SUROJIT SEN surojit369 at yahoo.co.in
Fri Jun 22 18:47:06 IST 2007


Hi All,
This is my fourth posting.

  More on Bodmayes Jobdo ( Wicked Punished )
   
  Towards the end of his text, Bodmayes Jobdo, Prankrishna Datta observes that the Act 14 has put the wicked in an almost moribund state by restraining from going to brothels and indulging in lechery. Keeping aside their typical black-bordered dhotis, china-courts of Nayansukh brand and the lukchandi shoes on the aarkata, they have now engaged in baismani, engraving, pressmani and some other socially recognized occupations. His description is significant because it points to particular items of dress-typical of the babus in those days. Nayansukh stands for the fashionable fine cloth that babus were fond of. It was 20 yeards in length and 15 days in breadth. China court is a particular type of court or comforter after the Chinse style. Lukchandi shoes are the costly designer shoes. Aarkata is a wooden loft under the roof for keeping things.

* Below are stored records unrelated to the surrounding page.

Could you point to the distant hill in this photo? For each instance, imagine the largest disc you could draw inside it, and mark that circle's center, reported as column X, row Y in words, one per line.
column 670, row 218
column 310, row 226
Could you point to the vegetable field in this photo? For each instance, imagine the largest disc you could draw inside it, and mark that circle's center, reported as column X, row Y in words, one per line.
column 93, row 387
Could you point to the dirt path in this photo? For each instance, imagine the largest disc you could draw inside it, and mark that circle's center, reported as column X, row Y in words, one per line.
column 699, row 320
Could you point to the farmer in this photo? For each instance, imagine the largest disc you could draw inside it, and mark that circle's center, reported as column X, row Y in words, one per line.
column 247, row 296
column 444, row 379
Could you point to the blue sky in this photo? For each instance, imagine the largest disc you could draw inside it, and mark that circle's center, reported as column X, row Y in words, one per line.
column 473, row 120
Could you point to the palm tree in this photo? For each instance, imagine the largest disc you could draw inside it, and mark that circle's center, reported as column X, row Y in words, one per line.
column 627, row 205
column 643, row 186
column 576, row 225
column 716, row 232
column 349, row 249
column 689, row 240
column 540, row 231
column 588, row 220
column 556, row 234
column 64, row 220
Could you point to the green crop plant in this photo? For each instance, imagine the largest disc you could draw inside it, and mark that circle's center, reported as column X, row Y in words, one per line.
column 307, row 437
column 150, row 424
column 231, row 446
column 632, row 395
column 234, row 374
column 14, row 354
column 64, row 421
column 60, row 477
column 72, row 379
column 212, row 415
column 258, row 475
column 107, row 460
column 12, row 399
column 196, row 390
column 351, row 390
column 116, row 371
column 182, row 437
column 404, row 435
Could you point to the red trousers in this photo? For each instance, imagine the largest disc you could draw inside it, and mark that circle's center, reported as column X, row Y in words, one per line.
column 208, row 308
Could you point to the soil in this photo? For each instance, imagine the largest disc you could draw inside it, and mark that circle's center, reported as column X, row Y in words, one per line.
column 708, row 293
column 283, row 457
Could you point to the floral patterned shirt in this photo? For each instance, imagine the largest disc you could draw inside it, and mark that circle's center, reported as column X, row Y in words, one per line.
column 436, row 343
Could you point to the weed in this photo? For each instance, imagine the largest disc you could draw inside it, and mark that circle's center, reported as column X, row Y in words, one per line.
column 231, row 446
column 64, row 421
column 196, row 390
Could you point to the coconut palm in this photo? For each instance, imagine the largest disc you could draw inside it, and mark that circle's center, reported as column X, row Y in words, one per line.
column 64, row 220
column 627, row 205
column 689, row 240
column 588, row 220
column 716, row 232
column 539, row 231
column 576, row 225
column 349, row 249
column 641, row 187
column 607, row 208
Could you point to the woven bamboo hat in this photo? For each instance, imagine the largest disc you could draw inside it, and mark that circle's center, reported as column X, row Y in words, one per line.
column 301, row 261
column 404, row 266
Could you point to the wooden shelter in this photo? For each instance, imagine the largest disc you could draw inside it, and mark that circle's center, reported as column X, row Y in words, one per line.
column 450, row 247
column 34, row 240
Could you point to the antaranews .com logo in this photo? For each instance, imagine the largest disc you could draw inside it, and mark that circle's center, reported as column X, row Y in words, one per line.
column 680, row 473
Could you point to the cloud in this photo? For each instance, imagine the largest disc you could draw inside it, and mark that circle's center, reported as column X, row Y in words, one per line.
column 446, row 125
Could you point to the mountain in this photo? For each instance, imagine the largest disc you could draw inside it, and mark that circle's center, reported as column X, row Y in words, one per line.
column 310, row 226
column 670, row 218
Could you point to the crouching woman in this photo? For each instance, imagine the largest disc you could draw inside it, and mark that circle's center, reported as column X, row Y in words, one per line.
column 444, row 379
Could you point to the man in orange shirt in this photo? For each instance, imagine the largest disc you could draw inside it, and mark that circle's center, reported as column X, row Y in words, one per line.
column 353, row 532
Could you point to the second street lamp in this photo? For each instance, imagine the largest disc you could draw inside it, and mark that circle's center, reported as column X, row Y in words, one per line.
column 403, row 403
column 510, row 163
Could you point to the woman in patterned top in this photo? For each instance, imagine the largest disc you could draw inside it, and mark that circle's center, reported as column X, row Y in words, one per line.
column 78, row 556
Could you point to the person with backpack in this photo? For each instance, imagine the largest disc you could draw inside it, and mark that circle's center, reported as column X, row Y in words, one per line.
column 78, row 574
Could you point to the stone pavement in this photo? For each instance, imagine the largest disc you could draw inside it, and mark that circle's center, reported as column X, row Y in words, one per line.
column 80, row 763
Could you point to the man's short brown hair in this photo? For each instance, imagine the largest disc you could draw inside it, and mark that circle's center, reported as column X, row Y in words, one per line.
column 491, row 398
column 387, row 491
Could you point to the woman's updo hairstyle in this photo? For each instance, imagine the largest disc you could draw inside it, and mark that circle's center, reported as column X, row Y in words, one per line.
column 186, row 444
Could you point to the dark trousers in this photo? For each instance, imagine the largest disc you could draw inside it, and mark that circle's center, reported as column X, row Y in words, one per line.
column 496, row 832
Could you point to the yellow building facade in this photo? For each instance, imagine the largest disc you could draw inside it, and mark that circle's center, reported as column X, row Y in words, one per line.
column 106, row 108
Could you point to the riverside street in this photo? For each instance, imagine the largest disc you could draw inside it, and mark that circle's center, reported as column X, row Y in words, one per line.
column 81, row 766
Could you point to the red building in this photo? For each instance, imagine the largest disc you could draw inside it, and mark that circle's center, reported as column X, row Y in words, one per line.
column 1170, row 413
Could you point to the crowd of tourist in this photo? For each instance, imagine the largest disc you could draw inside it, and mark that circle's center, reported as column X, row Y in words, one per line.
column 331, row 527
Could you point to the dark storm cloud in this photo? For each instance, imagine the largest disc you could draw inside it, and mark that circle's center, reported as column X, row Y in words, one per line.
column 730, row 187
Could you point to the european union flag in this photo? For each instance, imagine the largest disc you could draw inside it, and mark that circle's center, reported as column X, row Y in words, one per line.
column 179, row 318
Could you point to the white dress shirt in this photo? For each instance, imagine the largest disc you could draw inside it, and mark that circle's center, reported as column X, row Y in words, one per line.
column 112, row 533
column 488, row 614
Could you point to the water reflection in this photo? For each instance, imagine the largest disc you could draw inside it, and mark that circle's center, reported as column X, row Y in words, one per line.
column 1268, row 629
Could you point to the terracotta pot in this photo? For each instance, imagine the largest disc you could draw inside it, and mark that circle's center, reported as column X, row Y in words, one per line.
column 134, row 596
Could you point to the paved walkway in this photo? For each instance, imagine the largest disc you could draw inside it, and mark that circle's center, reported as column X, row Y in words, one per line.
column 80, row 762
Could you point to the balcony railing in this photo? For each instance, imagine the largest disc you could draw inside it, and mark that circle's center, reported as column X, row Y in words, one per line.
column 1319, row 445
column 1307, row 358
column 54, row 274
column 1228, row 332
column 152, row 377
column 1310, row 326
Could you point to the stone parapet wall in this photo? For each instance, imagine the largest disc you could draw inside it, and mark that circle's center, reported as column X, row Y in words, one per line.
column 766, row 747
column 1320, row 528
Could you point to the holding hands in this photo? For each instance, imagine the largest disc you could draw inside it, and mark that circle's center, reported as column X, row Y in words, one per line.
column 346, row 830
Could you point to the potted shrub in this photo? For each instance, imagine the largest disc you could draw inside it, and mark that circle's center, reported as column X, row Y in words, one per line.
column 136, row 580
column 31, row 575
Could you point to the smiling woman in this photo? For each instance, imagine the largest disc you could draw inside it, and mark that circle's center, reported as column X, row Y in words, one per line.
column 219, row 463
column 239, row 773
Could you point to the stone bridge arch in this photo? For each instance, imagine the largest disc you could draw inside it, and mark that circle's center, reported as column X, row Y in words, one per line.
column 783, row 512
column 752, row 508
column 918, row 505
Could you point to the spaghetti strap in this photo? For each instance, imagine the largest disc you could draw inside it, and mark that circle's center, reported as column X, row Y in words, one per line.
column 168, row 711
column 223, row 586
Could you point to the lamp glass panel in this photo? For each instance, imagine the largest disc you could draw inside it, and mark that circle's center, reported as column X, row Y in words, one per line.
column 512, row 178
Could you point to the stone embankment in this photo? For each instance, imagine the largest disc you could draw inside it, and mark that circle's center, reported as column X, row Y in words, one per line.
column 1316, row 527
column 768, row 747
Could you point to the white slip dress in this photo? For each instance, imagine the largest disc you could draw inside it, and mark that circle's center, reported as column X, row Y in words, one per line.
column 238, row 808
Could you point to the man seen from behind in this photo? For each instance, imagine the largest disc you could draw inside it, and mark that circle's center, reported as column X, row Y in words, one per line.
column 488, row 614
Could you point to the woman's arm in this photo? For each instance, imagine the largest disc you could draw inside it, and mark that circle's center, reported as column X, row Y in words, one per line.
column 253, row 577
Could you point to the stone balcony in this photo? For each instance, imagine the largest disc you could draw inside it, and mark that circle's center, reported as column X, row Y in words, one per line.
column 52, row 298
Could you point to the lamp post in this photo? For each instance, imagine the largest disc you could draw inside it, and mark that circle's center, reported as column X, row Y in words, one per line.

  Prankrishna datta’s prose style is characterized by apt use of colloquial terms. Some of the occupations, he speaks of, need to paraphrased, baismani is carpentry – the name derives from vice( a clamp with two jaw ), a tool that carpenters and masons use. While by pressmani he means working in a printing press, engraving precisely is wood engraving. It may be added here that the Chitpur area around Sonagachi was known for both engraving and printing industries in the 19th century. Datta’s description reveals that the Act 14 affected mainly the poor, working people whom the author dubs as wicked. Datta end his text with a poem which in rough translations as follows:
  ‘what has befallen us!
  This act 14’, cry toughs.
  Constables go the rounds
  The official rule they announce.
  Alas, aren’t we now destitutes!
  Hopelessly wonder the prostitutes.
  Time seems to be upside down.
  Where we  go ( out of town )?
  With no black bees making advances 
  How can flowers retain their freshness!
  The act being so insulting
  We won’t have clients visiting.
   
  This is how the poem begins and then goes on to narrate the reactions of the prostitutes. They know that the babus would not like to record their names and hence stop visiting brothels.
  This means on the one hand they would lose their clients and on the other would have to expose themselves to doctors for medical examination.
  They deem it a great injustice done to a poor community of helpless women that they are. The poem also describes the ‘plight’ of the wicked clients as a consequence of new Act and finally ends with an ironical note which deserves to be quoted in full:
   
  ( Now that the babus are not going to brothels ). The housewives have had the good opportunity to enjoy the company of their husbands and delightfully they give kudos to the British Raj.